I - A la fin du deuxième alinéa (1°) de l'article 10 de la loi précitée, les mots : « aux articles 25 et 31 » sont remplacés par les mots : « à l'article 25 ».

II. - Au second alinéa de l'article 12 de la loi précitée, les mots : « aux articles 24, 25 et 31 » sont remplacés par les mots : « aux articles 25 et 43-1 ».

III. - L'article 24 et l'article 31 de la loi précitée sont abrogés.

IV - Dans la première phrase du premier alinéa de l'article 28 de la loi précitée, les mots : « ou par satellite, » sont supprimés.

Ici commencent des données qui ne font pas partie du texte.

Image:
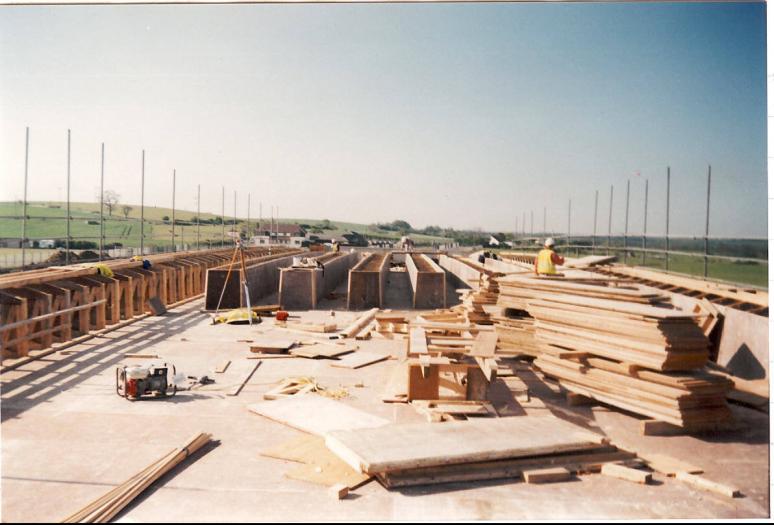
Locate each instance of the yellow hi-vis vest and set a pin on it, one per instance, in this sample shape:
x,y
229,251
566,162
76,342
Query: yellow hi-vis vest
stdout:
x,y
545,264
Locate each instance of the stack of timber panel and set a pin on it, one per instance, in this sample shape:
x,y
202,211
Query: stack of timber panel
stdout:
x,y
302,288
428,281
402,455
484,288
621,350
368,282
54,305
263,274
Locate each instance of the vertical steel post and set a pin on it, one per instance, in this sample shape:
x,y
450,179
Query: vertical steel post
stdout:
x,y
102,202
24,202
666,233
594,235
706,224
67,224
569,217
142,206
174,240
198,212
645,225
610,221
626,225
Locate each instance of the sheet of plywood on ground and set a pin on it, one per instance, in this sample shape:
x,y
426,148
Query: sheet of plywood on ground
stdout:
x,y
404,446
316,414
359,359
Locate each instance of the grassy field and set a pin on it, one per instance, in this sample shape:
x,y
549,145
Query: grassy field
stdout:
x,y
46,220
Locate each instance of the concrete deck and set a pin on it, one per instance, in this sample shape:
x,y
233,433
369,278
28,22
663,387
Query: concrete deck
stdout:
x,y
67,439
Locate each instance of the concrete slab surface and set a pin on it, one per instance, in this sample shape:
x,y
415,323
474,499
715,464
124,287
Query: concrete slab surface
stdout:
x,y
67,438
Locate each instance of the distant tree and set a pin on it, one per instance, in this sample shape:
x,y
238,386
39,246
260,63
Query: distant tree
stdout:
x,y
109,200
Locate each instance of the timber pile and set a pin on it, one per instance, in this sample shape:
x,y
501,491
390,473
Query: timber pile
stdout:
x,y
643,335
103,509
694,401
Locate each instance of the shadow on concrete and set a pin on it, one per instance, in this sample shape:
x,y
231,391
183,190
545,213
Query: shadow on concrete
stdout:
x,y
37,386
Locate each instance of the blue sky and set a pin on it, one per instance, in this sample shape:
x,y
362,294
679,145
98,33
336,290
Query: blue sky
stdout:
x,y
467,115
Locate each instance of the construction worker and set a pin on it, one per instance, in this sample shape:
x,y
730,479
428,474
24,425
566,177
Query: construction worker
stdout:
x,y
547,259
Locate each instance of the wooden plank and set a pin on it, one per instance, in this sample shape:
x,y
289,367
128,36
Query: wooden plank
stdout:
x,y
320,351
547,475
316,414
708,485
359,359
234,391
626,473
403,446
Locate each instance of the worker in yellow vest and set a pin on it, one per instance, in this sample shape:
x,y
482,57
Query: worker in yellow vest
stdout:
x,y
547,259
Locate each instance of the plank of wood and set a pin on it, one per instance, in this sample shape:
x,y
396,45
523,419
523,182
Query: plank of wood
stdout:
x,y
271,346
316,414
320,351
222,367
403,446
234,391
708,485
359,359
626,473
547,475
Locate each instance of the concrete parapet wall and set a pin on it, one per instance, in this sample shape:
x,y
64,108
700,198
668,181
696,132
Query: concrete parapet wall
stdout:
x,y
262,280
428,282
302,288
367,282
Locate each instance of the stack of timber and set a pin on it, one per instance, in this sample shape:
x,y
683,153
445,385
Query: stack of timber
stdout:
x,y
636,334
694,401
516,334
402,455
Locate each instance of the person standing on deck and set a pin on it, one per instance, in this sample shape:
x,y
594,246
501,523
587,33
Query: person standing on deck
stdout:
x,y
547,259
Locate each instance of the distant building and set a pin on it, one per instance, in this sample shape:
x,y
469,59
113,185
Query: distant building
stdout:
x,y
291,235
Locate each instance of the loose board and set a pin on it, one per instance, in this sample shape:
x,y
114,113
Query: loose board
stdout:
x,y
316,414
403,446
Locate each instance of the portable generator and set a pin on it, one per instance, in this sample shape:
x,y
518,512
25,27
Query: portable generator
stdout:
x,y
138,381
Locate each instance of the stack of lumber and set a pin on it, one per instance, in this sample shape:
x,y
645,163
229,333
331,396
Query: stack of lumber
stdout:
x,y
474,301
512,447
516,335
694,401
517,291
648,336
104,509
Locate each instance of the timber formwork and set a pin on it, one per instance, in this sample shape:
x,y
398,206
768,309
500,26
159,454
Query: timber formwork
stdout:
x,y
428,282
262,278
368,282
54,305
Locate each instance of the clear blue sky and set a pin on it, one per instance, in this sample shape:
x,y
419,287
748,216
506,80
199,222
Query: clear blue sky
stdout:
x,y
466,115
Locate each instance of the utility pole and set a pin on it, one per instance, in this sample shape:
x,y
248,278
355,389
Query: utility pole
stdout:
x,y
706,225
645,225
626,224
174,241
594,235
102,203
142,206
67,239
610,221
666,234
24,205
198,212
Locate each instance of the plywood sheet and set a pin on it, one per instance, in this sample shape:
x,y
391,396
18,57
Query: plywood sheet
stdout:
x,y
402,446
316,414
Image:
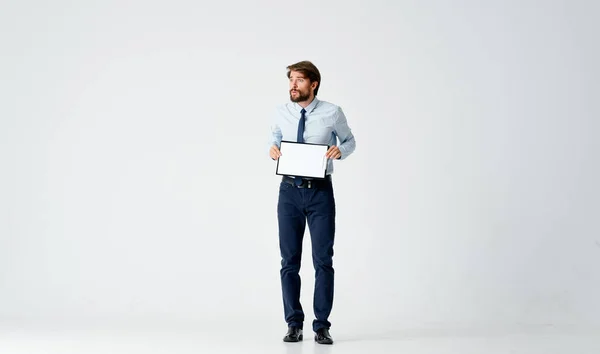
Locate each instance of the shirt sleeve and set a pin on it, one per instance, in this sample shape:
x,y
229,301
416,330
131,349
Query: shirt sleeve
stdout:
x,y
276,136
344,134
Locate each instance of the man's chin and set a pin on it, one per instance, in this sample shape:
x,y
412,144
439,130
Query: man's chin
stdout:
x,y
298,98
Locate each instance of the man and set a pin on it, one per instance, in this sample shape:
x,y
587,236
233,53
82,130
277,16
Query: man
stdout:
x,y
310,120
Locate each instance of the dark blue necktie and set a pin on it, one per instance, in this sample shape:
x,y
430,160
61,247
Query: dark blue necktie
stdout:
x,y
300,139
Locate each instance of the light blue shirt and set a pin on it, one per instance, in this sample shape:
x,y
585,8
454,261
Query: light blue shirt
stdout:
x,y
325,124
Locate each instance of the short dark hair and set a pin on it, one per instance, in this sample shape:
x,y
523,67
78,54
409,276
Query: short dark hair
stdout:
x,y
309,70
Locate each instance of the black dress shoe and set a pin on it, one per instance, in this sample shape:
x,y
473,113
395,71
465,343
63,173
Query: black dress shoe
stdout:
x,y
294,334
323,337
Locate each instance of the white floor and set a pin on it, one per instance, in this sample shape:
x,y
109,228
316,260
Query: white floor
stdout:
x,y
29,339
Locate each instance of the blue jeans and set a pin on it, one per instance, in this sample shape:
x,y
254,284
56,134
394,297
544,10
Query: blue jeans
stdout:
x,y
295,207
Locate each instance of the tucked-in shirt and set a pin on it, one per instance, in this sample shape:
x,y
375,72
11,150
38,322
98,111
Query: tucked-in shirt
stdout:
x,y
325,123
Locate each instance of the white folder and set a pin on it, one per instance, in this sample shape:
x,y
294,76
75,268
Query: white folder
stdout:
x,y
302,159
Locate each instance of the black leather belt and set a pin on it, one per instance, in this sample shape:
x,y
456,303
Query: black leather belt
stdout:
x,y
308,183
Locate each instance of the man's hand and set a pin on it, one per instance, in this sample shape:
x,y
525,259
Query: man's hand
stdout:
x,y
333,152
274,152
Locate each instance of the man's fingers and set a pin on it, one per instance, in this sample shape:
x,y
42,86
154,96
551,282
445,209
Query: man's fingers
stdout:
x,y
333,152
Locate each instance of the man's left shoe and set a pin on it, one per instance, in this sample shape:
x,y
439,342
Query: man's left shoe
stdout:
x,y
323,337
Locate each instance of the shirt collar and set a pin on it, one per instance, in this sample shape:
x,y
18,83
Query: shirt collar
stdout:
x,y
308,108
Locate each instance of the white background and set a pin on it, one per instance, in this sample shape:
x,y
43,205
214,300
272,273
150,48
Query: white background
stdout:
x,y
135,183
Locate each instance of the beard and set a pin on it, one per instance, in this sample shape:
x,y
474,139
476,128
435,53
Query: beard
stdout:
x,y
302,96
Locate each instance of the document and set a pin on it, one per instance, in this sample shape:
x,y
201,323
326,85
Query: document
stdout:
x,y
302,159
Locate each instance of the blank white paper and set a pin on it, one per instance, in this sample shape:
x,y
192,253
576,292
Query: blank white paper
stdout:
x,y
306,160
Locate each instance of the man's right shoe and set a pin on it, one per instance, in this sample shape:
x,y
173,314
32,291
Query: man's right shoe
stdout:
x,y
294,334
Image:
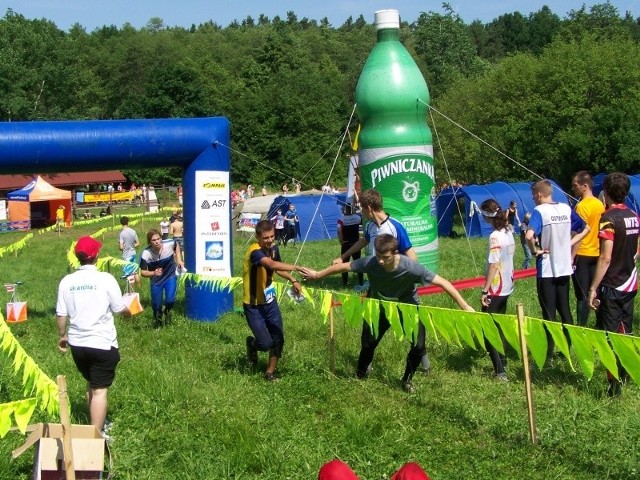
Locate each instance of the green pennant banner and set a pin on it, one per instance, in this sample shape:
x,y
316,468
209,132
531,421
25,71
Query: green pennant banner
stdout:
x,y
536,340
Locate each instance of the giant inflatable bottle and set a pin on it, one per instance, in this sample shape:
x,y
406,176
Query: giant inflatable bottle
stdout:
x,y
396,153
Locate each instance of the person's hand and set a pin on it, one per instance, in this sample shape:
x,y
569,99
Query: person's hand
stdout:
x,y
594,303
63,344
485,300
309,274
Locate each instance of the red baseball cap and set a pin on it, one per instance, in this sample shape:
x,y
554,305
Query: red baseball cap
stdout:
x,y
336,470
88,246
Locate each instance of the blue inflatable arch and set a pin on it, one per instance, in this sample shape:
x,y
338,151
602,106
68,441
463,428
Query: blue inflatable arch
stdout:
x,y
199,145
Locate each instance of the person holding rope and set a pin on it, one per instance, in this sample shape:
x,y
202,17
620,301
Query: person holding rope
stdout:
x,y
158,262
380,222
590,209
89,298
498,284
260,304
392,277
553,224
615,281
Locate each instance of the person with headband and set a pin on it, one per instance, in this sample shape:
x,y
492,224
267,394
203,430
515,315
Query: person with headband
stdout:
x,y
498,284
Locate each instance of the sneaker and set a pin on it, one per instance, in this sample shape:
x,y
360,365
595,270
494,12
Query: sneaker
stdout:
x,y
615,388
408,387
252,353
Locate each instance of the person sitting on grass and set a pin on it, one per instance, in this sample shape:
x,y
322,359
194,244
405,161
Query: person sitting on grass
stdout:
x,y
338,470
393,277
260,305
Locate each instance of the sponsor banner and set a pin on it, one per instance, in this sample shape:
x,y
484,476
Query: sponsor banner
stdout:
x,y
213,223
248,222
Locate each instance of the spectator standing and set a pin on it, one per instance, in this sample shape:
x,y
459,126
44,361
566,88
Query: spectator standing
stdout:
x,y
91,331
348,235
512,217
260,304
615,281
128,240
498,284
278,222
291,223
164,228
158,262
526,263
176,229
552,223
590,209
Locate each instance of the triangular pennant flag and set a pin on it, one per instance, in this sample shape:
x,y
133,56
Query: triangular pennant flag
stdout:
x,y
409,320
443,322
556,330
509,326
23,411
352,309
623,346
425,317
325,304
536,339
581,345
391,312
599,341
371,314
5,418
462,326
490,331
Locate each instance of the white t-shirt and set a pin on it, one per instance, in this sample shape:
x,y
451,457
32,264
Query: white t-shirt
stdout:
x,y
88,297
501,249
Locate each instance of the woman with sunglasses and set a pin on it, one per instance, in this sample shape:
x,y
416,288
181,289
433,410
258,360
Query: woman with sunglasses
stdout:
x,y
498,283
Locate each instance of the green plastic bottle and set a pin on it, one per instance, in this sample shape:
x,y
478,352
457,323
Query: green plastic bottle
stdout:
x,y
396,151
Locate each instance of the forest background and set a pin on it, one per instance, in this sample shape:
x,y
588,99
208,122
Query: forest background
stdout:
x,y
512,99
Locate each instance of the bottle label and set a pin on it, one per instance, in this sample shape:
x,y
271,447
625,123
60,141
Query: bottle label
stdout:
x,y
405,178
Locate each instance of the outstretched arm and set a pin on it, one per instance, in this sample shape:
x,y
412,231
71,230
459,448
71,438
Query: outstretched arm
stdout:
x,y
311,274
452,292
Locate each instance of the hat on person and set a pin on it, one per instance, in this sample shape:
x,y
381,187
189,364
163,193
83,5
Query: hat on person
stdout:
x,y
336,470
88,247
410,471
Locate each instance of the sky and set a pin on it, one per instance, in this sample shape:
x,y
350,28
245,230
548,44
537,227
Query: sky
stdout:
x,y
92,14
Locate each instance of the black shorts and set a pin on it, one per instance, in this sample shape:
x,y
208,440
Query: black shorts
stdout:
x,y
98,367
615,313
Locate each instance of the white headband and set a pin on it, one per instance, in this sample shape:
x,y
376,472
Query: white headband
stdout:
x,y
489,214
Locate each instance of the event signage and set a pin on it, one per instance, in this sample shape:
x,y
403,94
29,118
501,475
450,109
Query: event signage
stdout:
x,y
213,224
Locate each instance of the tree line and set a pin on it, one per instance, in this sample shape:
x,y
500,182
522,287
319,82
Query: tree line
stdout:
x,y
519,97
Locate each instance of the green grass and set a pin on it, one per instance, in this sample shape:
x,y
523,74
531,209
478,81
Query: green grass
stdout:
x,y
185,405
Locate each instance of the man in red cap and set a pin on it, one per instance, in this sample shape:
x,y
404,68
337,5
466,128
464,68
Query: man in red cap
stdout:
x,y
88,298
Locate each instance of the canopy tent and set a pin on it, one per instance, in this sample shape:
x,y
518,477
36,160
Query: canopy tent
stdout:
x,y
633,199
324,225
35,204
472,196
325,211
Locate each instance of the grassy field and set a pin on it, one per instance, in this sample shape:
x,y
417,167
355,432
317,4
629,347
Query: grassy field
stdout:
x,y
185,404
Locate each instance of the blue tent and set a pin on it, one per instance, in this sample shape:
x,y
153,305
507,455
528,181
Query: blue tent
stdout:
x,y
325,210
452,198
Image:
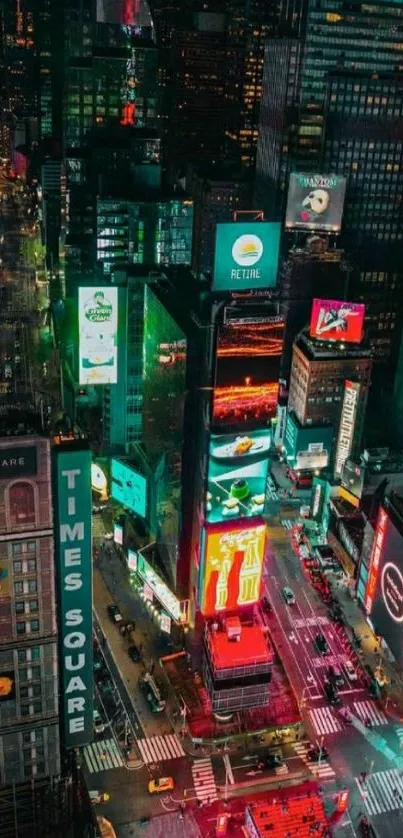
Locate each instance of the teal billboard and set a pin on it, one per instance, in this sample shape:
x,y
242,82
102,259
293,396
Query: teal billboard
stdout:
x,y
129,487
73,548
246,255
237,476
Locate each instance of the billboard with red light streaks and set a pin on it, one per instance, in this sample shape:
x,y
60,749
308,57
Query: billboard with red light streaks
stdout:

V - L'article 33 de la loi précitée est ainsi rédigé :

« Art. 33. - Les dispositions des paragraphes II, III et IV de l'article 43-1 sont applicables aux services de communication audiovisuelle distribués par câble. »

Art. 3.

Après l'article 79-7 de la loi précitée, il est inséré un article 79-8 ainsi rédigé :

« Art. 79-8. - Sera puni d'une amende de 6.000 à 500.000 francs, le dirigeant de droit ou de fait d'un service de communication audiovisuelle qui aura émis ou distribué ou bien fait émettre ou distribuer ce service sans avoir passé de convention avec le Conseil supérieur de l'audiovisuel, en violation des dispositions de l'article 43-1.

« Dès la constatation de l'infraction, les officiers de police judiciaire peuvent procéder à la saisie des installations et matériels.

Les formes prévues aux articles 56 et 57 du code de procédure pénale sont applicables à cette saisie.

« En cas de condamnation, le tribunal pourra prononcer la confiscation des installations et matériels. »

Art. 4.

Après l'article 79-7 de la loi précitée, il est inséré un article 79-9 ainsi rédigé :

« Art. 79-9. - Est punie de deux ans d'emprisonnement et de 200.000 francs d'amende, la commercialisation d'un service de communication audiovisuelle offrant de façon habituelle des programmes, images ou messages de nature à porter gravement atteinte à la dignité humaine, notamment par leur caractère violent ou pornographique.

« Est puni d'un an d'emprisonnement ou de 100.000 francs d'amende le fait de commander, de concevoir, d'organiser ou de diffuser une publicité faisant la promotion d'un service visé à l'alinéa précédent ou une présentation des programmes d'un tel service.

« Est punie de 50.000 francs d'amende l'acquisition ou la détention, en vue de son utilisation, d'un équipement, matériel, dispositif ou instrument destiné à la réception d'un tel service. »

* (1) Ensemble de programmes et de services complémentaires rassemblés sur un même support et accessible auprès d'un opérateur unique, le cas échéant par abonnement.